An opera with a governess, ghosts and Gothic strangeness may be just the thing for audiences besotted with English TV melodramas. On February 2nd through the 5th, at the Cutler Majestic Theatre, New England Conservatory’s Opera Department will present Benjamin Britten’s, The Turn of the Screw, a chamber opera with six singers and thirteen instrumentalists set to Henry James’s sinister psychological novella. NEC has a reliable record for presenting well -staged, played and sung student performances. Tickets may be ordered here.

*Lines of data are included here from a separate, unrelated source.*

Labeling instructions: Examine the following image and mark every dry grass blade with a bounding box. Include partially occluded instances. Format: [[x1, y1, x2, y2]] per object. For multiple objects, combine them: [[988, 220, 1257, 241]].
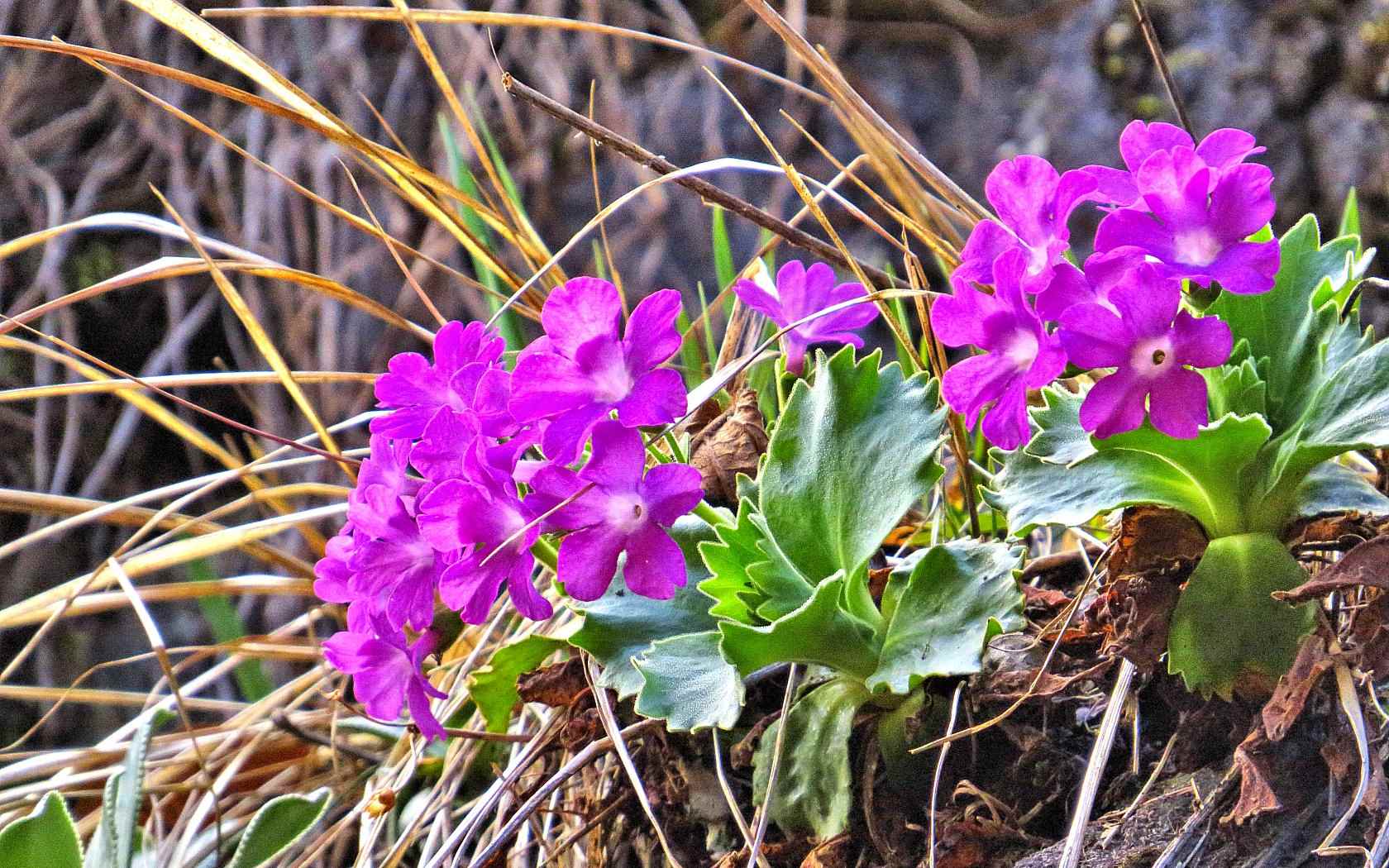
[[0, 254, 433, 341], [580, 658, 680, 868], [744, 0, 989, 221], [501, 74, 895, 286], [0, 371, 380, 404], [0, 503, 347, 629], [6, 574, 314, 627], [1057, 660, 1136, 868], [203, 6, 827, 103]]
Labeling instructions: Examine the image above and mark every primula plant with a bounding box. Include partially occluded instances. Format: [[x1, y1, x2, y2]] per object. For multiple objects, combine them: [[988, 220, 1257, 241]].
[[317, 121, 1389, 837], [13, 0, 1389, 868]]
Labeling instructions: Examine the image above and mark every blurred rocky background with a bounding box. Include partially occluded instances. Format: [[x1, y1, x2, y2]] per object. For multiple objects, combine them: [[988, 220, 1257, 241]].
[[0, 0, 1389, 742]]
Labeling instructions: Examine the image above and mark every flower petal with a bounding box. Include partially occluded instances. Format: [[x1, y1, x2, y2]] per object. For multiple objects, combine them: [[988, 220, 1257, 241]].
[[623, 523, 688, 600], [510, 353, 593, 422], [1210, 163, 1274, 241], [1081, 370, 1148, 439], [580, 422, 646, 492], [1172, 311, 1234, 368], [640, 464, 704, 527], [1110, 263, 1182, 337], [541, 404, 610, 464], [1119, 121, 1196, 172], [733, 279, 790, 327], [541, 278, 623, 358], [983, 376, 1031, 449], [617, 368, 686, 427], [983, 154, 1064, 246], [1196, 126, 1264, 169], [623, 289, 680, 375], [1205, 241, 1282, 296], [1148, 368, 1210, 441], [1057, 304, 1134, 368], [556, 525, 627, 601]]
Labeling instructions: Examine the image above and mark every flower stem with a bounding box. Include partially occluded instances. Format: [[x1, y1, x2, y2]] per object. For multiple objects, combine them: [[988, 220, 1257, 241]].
[[694, 500, 732, 527], [531, 536, 560, 572]]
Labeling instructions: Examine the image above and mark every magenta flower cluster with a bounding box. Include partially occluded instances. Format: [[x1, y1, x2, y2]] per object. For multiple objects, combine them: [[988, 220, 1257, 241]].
[[931, 121, 1279, 449], [314, 278, 701, 737]]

Commissioned by the Venice Biennale in 1954, the opera was provisionally entitled “The Tower and the Lake.” Its librettist, Britten’s friend, Myfanwy Piper, first suggested James’s ghost story as the basis for an opera. Britten described how the piece moves in a circular direction, a cycle of keys through which the opera progresses, “like a screw being gradually tightened.” It is built on a theme employing all twelve notes of the chromatic scale. The composer oddly remarked, “The simpler I write my music, the more difficult it becomes to perform!”
The opera will be conducted by Douglas Kinney Frost, director of Music for Syracuse Opera, and directed by Joshua Major, Chair of Opera Studies at NEC. The Intelligencer spoke with Major about this production:
“I like the terse and precise storytelling” Mr. Major explained. “They never talk about what’s really going on. The whole story is filled with ambiguity, and I try to keep the ambiguous element present for the audience.
“There is so much subtext going on which gives the drama focus and purpose, but you, as an audience, cannot be sure what it is. It’s almost as if they are talking in code. I have tried to be specific, but without being overly literal or obvious. Musically it’s an extremely difficult piece. But the vocabulary is perfect to tell this particular story.
“We try to pick repertoire that will enhance the experience for the singers at the school, to give them a substantive experience. We have remarkable musicians both on the stage and in the orchestra pit and they are bringing incredible energy and excitement to the production. Cameron Anderson has created a very beautiful and suggestive set and Katherine Stebbins and Chris Ostrum round out the terrific production team.
“It’s a very terse and compact story about loss of innocence, which alludes to a poem by Yeats, ‘The Second Coming’ from which Britten uses the line ‘The ceremony of innocence is drowned.’ A young woman comes to a house in the country as a governess, and is given far too much responsibility without having the experience to help her deal with it. The world she’s moved into looks innocent and perfect at first, but soon reveals itself to be something much more than she bargained for. But why was (the boy) Miles dismissed (from school)? Your own feat of imagination is a key. The ambiguity is there more ‘when it’s on its feet’.”